#2Temmuz1993… Sivas’ta, Madımak Oteli’nde yalnızca insanlar değil; vicdan, insanlık ve ortak yaşam umudu da yakıldı. Aydınlar, şairler, yazarlar, sanatçılar... Kimseye zarar vermemiş, sadece düşünceleriyle var olmuş 33 can, bir güruhun göz göre göre büyüttüğü nefretle diri diri yakıldı. O gün, yönetme merciinde olanlar izledi, kalabalık bağırdı, ateş yükseldi. Ve Türkiye’nin tarihine kara bir leke, bir utanç olarak geçti.
#2Temmuz, sıradan bir gün değil. Sadece bir katliam değil.
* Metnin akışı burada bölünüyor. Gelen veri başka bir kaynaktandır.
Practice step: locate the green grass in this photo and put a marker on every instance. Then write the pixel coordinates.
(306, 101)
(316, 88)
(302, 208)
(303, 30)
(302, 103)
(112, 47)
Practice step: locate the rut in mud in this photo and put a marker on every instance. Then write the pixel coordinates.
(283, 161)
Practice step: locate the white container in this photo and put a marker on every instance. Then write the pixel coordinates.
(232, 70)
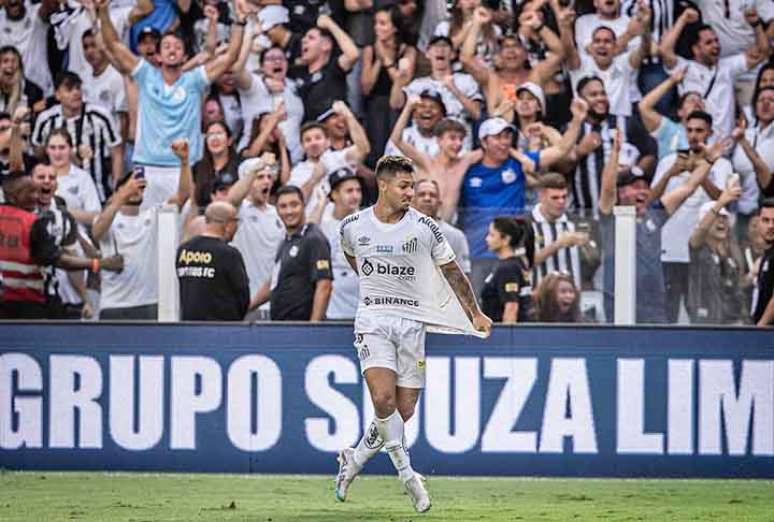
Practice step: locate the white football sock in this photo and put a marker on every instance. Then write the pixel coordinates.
(369, 445)
(391, 430)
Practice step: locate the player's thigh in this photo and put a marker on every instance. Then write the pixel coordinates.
(411, 355)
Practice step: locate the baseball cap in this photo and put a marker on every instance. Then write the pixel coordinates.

Aynı zamanda susturulmak istenen aydınlığın, inancın, düşünce özgürlüğünün trajik bir çığlığıdır. Bir medeniyetin, hoşgörünün sınavından sınıfta kaldığı gündür. Ve bu sınav, hâlâ verilmektedir.
O otelde yalnızca insanlar değil; farklılıklarla bir arada yaşama inancı, barış içinde bir gelecek hayali de küle döndü. O gün yakılan sadece bedenler değil; geleceğe dair umutlardı. Bu nedenle 2 Temmuz, yüzleşilmeden kapanmayacak bir yaradır.
Adalet hâlâ yerini bulmadı. Failler tam anlamıyla yargılanmadı. Madımak hâlâ yanıyor!... Unutmuyoruz. Çünkü unutmak; tekrarına göz yummaktır.
Metin Altıok’un kalemi, Hasret Gültekin’in sazı, Behçet Aysan’ın dizeleri hâlâ aramızda. O gün orada yananlar, bu toplumun vicdanında yaşamaya devam ediyor.
"2 Temmuz; karanlığa karşı ışığın, nefrete karşı sevginin, ölüme karşı barışın mücadelesidir."
Unutmadık, unutturmayacağız.
Anıları önünde saygıyla, öfkeyle, utançla eğiliyoruz.